The stock market system dates back more than 200 years. It started in colonial times when the colonial government used bonds and government notes in order the finance the war. These government bonds and notes were sold to the colonial people with the government promising that they would pay them back at a later date with a profit. Banks that were privately owned started to use a similar system. The banking industry began to raise money by selling shares of stocks of the bank in order to raise money for the bank. The rich started to use this new system began to become even more wealthy. By 1792, there were many more banks and individual companies involved in trading stocks. Also in 1792 twenty-four large merchants held a meeting in the New York area. These large merchants agreed to meet everyday on Wall Street to trade stocks and bonds from banks, individual companies and the government. This meeting of the merchants created a market that was later called the New York Stock Exchange.


From 1750 to 1900 the Industrial Revolution played a role in helping the stock market develop. New forms of investing started to emerge. Reselling of shares of stocks to others who wanted to own part of a company soon became very popular. This eventually created the beginning of a new market, which was the speculator’s market. In this new speculator’s market, a speculator could purchase large number of shares of stock in individual companies that they thought would grow. Once the company grew and the shares of that stock were in demand, the speculator would sell the shares of stock for the new higher price. This created a very volatile market which ran on speculation of growth, rather than a company’s growth.

The market that was created by the merchant’s represented a more stable market as compared to the speculator’s market. This merchant market traded established companies and was a safer place for investors to place their money.

During the mid-1800s, the United States was expanding West at a very fast pace. Companies needed additional funds to meet the demands of the quickly developing nation. Companies realized that investors would be interested in owning parts of the company and buying shares of stock. As a result, many companies made their stock public in order to keep up with demand, which allowed them to keep expanding into the West.

By the 1900’s, there was millions of dollars worth of stock traded in the stock market. The stock market thrived and experienced a major bull market in the 1920s until the fateful stock market crash of 1929. On October 29th, 1929, otherwise known as Black Tuesday, the NYSE experienced a record 12 percent loss. By the end of the following month, investors lost $100 billion in assets. This marked the start of the Great Depression and end of a bull market. In July of 1932 the market finally bottomed out.

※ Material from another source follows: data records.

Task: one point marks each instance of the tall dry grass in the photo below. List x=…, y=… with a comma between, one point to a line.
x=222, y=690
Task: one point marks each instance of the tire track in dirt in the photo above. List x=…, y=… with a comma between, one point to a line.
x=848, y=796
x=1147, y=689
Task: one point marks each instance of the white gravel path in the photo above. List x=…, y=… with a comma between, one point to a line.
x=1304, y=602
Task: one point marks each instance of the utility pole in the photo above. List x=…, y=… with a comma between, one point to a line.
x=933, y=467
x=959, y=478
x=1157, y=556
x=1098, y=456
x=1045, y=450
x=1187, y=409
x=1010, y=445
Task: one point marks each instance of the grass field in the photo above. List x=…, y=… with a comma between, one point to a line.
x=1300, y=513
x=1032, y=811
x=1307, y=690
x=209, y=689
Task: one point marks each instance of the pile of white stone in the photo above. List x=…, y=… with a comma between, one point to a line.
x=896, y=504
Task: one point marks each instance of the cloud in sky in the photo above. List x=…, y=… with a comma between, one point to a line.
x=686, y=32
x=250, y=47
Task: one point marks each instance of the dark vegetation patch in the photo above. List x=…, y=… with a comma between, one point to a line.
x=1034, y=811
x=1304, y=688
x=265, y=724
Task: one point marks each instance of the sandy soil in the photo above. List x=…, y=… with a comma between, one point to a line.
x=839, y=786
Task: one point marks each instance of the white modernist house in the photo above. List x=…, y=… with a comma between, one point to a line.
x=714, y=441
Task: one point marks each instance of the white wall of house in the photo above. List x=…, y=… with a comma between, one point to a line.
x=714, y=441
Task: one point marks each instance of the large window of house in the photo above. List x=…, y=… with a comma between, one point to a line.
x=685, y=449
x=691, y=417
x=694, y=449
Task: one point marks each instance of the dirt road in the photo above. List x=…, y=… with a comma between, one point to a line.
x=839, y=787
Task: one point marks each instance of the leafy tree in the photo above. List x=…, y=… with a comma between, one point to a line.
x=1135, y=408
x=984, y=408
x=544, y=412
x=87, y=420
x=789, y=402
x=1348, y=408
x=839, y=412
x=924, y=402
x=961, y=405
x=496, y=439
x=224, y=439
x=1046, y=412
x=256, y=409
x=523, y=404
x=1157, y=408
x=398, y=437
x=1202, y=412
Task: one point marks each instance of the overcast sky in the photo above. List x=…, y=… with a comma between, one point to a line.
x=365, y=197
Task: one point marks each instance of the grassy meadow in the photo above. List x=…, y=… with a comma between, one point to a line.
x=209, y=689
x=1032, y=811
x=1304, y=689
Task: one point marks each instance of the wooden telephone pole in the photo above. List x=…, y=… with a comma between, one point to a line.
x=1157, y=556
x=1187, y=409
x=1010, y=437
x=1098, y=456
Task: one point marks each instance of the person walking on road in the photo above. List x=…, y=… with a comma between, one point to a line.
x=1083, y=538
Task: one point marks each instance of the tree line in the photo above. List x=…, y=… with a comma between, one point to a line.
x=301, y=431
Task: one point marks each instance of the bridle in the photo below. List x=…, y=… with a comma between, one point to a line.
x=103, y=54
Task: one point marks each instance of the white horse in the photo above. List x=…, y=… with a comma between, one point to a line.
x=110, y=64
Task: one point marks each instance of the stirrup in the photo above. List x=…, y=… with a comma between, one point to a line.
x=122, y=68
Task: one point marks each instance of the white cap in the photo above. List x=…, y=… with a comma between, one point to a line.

In 1934, the government stepped in and decided that regulations on the stock market were needed to protect investors. Congress passed the Securities and Exchange Acts. This act formed the Securities and Exchange Commission (SEC), which regulates trading in the American stock market. It also oversees the companies that issue shares of stocks for investors and in turn, oversees everyone who invests and provides companies with relevant information about the investors. The SEC also oversees the day to day actions of the stock market and exchanges.

With these new regulations, the stock market changed from something that only the rich did to a good investment opportunity for the average person. The rules and protection made it possible for the average person to make safer investments. People were beginning to see the value of stocks as compared to other investments such as houses or land.

For many years, the NYSE was the most stable and largest market in the United States. Currently there are many new markets that have appeared. The American Stock Exchange (AMEX) and NASDAQ are two of the largest newer markets in this ever evolving system.